Josh Gattis told his players a story this week.

He recalled a time, three years ago, when his Penn State group sputtered out of the gate. The Nittany Lions lost by three to Pittsburgh early in the year, before traveling on the road and getting shellacked by Michigan, 49-10. They took that adversity and responded, ripping off nine straight wins en route to a Big Ten title and a Rose Bowl appearance.

The underlying parallels to this Wolverines group were clear: a talented team, a scuffle out of the gate, a sobering road loss, a moment of reflection. It is possible, the thinking goes, for this team to respond and make something of this year.

“Sometimes adversity is something that you never want to use to bond your guys together,” Gattis said Wednesday, “but it’s something that forms a bond.”

For Josh Gattis, crucially, that is where the 2016 Penn State parallels diverge. He is not a mere wide receivers coach. This is his offense. It has been from the moment he took the job. And with that comes the responsibility of its failures. 

“Being the guy that’s in charge, I hurt when I’m not able to see those guys have that success,” Gattis said. “I take it very personal just as (the players) take it personal.”

After three weeks, Gattis’ offense, expected to bring the dawn of a new era, has appeared to be some combination of ill-conceived and ill-prepared. The unit showed signs of vertical ability against Middle Tennessee State, but ultimately struggled to sustain consistency throughout the game. Against Army, the offense was suddenly devoid of the creativity it promised, hammering inside zone into oblivion. Last week against Wisconsin, the Wolverines failed to convert a third down for the first time since at least 1995. Through three weeks, Michigan is 116th of 130 teams in yards gained, 91st in points and 104th in offensive efficiency, according to ESPN. Nine turnovers haven’t helped, either.

But if you’ve watched any significant portion of the Wolverines’ first three games, you don’t need that empirical data to parse through what’s painfully obvious: This offense has been a mess.

The promised spread has turned into muddled ineptitude. The impending RPO cascade has bewildered its signal-caller, Shea Patterson, not to mention imperiled his health. All the while, the most talented weapons on the offense have been indisputably underutilized. To an untrained eye, Gattis appears to have outsmarted himself. The result is a unit that, even its own players say, has no discernible identity. 

Sometimes a cute hashtag is just that.

And now, Gattis faces a moment of truth — a point of inflection, perhaps. A dose of reality, no doubt. Asked Tuesday whether anything has taken him by surprise in his first few weeks as an offensive coordinator, he offered a rhetorical chuckle.

“A lot,” Gattis said.

If the bye week hadn’t already done so, the 35-14 drubbing at Wisconsin on Saturday poured cold water on the hype. Monday, Gattis put together a 100-play cut-up, both for his own viewing and ultimately to pass along to players. It included every negative play the unit has accrued thus far.

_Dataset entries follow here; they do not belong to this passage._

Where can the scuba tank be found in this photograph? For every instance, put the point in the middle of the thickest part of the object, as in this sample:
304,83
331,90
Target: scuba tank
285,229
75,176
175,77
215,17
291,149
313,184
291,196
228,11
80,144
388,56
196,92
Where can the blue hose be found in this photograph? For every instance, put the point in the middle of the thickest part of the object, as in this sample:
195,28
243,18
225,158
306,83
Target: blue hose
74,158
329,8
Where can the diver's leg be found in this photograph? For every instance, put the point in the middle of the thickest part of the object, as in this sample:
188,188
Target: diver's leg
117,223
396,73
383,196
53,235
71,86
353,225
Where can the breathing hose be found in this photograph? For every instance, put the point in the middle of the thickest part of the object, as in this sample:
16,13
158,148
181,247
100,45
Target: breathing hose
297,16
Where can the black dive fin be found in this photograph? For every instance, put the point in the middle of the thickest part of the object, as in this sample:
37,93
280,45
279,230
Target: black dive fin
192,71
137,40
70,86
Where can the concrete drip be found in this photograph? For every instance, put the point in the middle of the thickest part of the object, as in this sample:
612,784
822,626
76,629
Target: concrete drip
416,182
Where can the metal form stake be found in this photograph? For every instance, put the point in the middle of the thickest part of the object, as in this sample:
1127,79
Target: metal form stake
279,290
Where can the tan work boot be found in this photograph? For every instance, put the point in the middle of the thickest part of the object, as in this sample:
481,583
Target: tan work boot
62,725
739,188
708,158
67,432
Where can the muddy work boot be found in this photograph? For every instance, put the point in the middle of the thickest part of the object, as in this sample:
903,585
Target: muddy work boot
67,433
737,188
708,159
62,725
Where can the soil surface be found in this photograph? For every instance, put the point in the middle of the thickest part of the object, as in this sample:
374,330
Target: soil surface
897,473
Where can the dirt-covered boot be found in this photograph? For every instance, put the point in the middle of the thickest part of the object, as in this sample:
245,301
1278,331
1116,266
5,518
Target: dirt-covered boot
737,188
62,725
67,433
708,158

For each play, he showed his team what happens when it’s run correctly and what happens when it isn’t.

“For us, offensively, it’s a consistency deal,” Gattis said. “There hasn’t been a lot thrown at them that they haven’t previously had experience with. There's some things that we’re still carrying over from last year.”

On Monday, Michigan coach Jim Harbaugh did not waver on his faith in his new offensive play-caller. It’s clear, for whatever it’s worth, that Gattis hasn’t lost faith in himself, either. 

There is a learning curve to all of this — calling plays, directing an offense — that Gattis never had the luxury to adjust to. When you’re pegged as the savior of a woebegone unit, the vessel through which this program intended to enter the modern era, that pressure mounts quickly.

Still, even the most staunch pessimists couldn’t have seen that breaking point come this early.

To Gattis’ credit, he stood in front of the media Wednesday and answered every question. He didn’t deflect. Didn’t excuse anything. He assumed the blame, and assured they’d turn things around. At this point, it would be as unwise to relinquish hope in Gattis as it would to assume a breakthrough is imminent.

Sure, this team could be a redux of 2016 Penn State. It could just as easily mirror the 2017 Michigan team that went 8-5, a low point of the Harbaugh era.

“When you go through the pressure situation, it only makes you tighter,” Gattis said. “I believe in every single one of our players.”

The real question now, though, is whether those players feel the same about him. Because if they don’t, this house of cards will come tumbling down sooner than later.